NEW YORK, Mar 20, 2002/ — Levi Strauss has reported a 47 percent increase in first-quarter net income, rising to $44 million from $30 million last year, mostly due to decreased interest costs and foreign exchange rate gains.
However, the company hasn’t yet managed to emerge from an alarming five-year trend of slumping sales. After reporting an eight percent sales drop for the fiscal year, to $4.26 billion, last January, Levi has now announced that its sales fell 6 percent in the first-quarter of 2002. They are down to $935 million, compared to $996 million in the first quarter of 2001.
Sales were weakest in the U.S., with a decline of 9.2 percent. They also fell 4.7 percent in Asia, but actually rose 1.3 percent in Europe. Another troublesome area for Levi is its reported end of quarter debt: At $1.96 billion, the figure stands stagnant from last year.
CEO Phil Marineau is not discouraged though. “We still anticipate some bumps in the road over the coming months, but we expect to stabilize sales worldwide by the end of the year. We hit the first-quarter operational and financial goals that we set for ourselves,” he said in his statement.
Levi Strauss began designing a reconstruction program nearly two years ago to deter a sales slump that has been compounded by the invasion of brands like Diesel, Earl and Tommy in the denim market. Announcing its intention to close plants in Scotland and the U.S this past January, Marineau said the decision was part of an initiative to transform Levi into a “marketing and product-driven” company.

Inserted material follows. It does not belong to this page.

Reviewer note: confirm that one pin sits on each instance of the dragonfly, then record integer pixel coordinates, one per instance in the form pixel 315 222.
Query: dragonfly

Marineau is hoping that his company’s new spring offerings will help affect this turnaround. He revealed today that, “jeans with vintage-inspired finishes and stretch fabrics for women are performing well throughout the world. We’re seeing excellent rates of sale in the U.S. for Levi’s Flyweight jeans for men, which were featured in our Super Bowl ad, ‘Crazy Legs.’ And in the Dockers brand, consumers are responding well to the Mobile Pant and new styles of Capri pants.”